Black Venus is a feminist study of the representations of black women in the literary, cultural, and scientific imagination of nineteenth-century France. Employing psychoanalysis, feminist film theory, and the critical race theory articulated in the works of Frantz Fanon and Toni Morrison, T. Denean Sharpley-Whiting argues that black women historically invoked both desire and primal fear in French men. By inspiring repulsion, attraction, and anxiety, they gave rise in the nineteenth-century French male imagination to the primitive narrative of Black Venus. The book opens with an exploration of scientific discourse on black females, using Sarah Bartmann, the so-called Hottentot Venus, and natural scientist Georges Cuvier as points of departure. To further show how the image of a savage was projected onto the bodies of black women, Sharpley-Whiting moves into popular culture with an analysis of an 1814 vaudeville caricature of Bartmann, then shifts onto the terrain of canonical French literature and colonial cinema, exploring the representation of black women by Baudelaire, Balzac, Zola, Maupassant, and Loti. After venturing into twentieth-century film with an analysis of Josephine Baker’s popular Princesse Tam Tam , the study concludes with a discussion of how black Francophone women writers and activists countered stereotypical representations of black female bodies during this period. A first-time translation of the vaudeville show The Hottentot Venus, or Hatred of Frenchwomen supplements this critique of the French male gaze of the nineteenth and early twentieth centuries. Both intellectually rigorous and culturally intriguing, this study will appeal to students and scholars in the fields of nineteenth- and twentieth-century French literature, feminist and gender studies, black studies, and cultural studies.

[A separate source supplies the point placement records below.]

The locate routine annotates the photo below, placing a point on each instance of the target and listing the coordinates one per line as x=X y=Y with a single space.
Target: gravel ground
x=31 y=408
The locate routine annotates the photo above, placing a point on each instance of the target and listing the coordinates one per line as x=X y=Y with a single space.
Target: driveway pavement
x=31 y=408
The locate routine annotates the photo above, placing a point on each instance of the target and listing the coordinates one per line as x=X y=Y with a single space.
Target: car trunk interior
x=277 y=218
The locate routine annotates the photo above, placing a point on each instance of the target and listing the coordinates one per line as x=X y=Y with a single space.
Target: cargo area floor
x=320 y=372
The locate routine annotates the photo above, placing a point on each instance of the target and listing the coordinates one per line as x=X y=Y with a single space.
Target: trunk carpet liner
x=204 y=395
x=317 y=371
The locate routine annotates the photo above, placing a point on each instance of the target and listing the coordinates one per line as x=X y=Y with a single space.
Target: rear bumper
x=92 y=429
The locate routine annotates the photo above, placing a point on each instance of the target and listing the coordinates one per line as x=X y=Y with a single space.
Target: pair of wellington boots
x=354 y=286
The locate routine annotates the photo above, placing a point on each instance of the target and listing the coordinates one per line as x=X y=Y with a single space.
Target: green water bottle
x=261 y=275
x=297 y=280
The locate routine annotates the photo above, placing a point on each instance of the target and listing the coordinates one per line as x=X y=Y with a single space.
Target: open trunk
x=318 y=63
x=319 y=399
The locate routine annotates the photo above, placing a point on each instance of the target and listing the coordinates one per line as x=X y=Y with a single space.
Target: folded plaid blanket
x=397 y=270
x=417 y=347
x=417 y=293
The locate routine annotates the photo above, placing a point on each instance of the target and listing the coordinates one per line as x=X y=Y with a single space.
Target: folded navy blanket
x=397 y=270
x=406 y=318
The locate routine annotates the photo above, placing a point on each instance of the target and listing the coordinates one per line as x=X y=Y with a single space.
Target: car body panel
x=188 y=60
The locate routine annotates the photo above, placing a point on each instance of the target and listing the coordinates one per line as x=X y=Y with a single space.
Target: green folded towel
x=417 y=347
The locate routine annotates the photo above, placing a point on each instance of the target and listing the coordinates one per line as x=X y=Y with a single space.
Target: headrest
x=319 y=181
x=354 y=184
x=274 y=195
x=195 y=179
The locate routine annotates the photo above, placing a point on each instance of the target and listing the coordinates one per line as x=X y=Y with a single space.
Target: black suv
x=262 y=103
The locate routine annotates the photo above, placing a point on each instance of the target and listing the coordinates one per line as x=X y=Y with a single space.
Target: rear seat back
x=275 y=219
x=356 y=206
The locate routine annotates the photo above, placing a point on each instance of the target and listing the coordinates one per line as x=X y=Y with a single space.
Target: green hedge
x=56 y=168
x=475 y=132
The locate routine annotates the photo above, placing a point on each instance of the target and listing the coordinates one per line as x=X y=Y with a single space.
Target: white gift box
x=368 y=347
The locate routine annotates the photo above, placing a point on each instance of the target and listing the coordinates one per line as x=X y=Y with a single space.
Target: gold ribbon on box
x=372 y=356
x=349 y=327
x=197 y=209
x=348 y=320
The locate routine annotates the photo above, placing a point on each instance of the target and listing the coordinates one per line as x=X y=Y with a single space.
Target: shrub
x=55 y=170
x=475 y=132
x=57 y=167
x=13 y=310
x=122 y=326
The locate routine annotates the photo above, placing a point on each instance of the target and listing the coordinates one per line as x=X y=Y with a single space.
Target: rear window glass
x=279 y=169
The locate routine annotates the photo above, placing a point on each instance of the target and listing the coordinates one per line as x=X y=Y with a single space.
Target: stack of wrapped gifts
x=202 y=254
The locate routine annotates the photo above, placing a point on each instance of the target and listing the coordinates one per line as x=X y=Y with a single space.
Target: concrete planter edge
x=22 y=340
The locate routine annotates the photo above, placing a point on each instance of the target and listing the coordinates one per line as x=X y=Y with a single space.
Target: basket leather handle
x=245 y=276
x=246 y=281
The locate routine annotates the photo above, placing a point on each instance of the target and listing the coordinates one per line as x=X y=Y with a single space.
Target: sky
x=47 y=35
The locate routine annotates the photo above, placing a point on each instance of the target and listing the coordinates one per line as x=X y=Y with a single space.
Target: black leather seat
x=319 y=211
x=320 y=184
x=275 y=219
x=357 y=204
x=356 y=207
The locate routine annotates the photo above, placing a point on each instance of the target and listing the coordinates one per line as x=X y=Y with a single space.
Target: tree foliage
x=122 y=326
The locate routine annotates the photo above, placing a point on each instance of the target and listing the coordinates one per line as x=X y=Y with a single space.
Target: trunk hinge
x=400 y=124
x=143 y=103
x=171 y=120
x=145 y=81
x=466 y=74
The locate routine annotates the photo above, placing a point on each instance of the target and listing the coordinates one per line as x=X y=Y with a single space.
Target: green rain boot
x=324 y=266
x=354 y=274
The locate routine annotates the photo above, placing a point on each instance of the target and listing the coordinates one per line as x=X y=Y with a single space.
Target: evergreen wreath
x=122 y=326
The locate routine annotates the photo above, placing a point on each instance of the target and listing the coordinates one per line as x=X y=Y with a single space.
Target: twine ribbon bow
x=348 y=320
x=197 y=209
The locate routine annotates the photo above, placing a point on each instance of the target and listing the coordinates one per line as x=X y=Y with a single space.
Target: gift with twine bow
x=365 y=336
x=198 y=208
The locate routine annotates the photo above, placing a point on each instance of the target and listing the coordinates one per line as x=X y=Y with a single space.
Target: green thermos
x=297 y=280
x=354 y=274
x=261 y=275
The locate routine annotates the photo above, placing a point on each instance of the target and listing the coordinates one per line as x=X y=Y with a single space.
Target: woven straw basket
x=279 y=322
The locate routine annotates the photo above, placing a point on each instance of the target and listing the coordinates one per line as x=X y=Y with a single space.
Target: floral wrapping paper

Pretty heavy on the close readings (which I admittedly skimmed past). The format is also unusual in that there are many short chapters rather than a few long ones--an intro, 10 body chapters, and a conclusion, all within 125 pages. If you're doing the math, yes, the chapters are quite short, including one that is only 4 pages. I don't think this necessarily hurts the book's argument in any way, but it's just jarring that the analysis sometimes seems to end before it's even really begun.
Anyway, the book makes a clear, concise argument with plenty of evidence. If you aren't interested in the specific texts she writes about (as was the case with me), you can just read the intro and get basically all you need, though there are some gems hidden along the rest of the way too.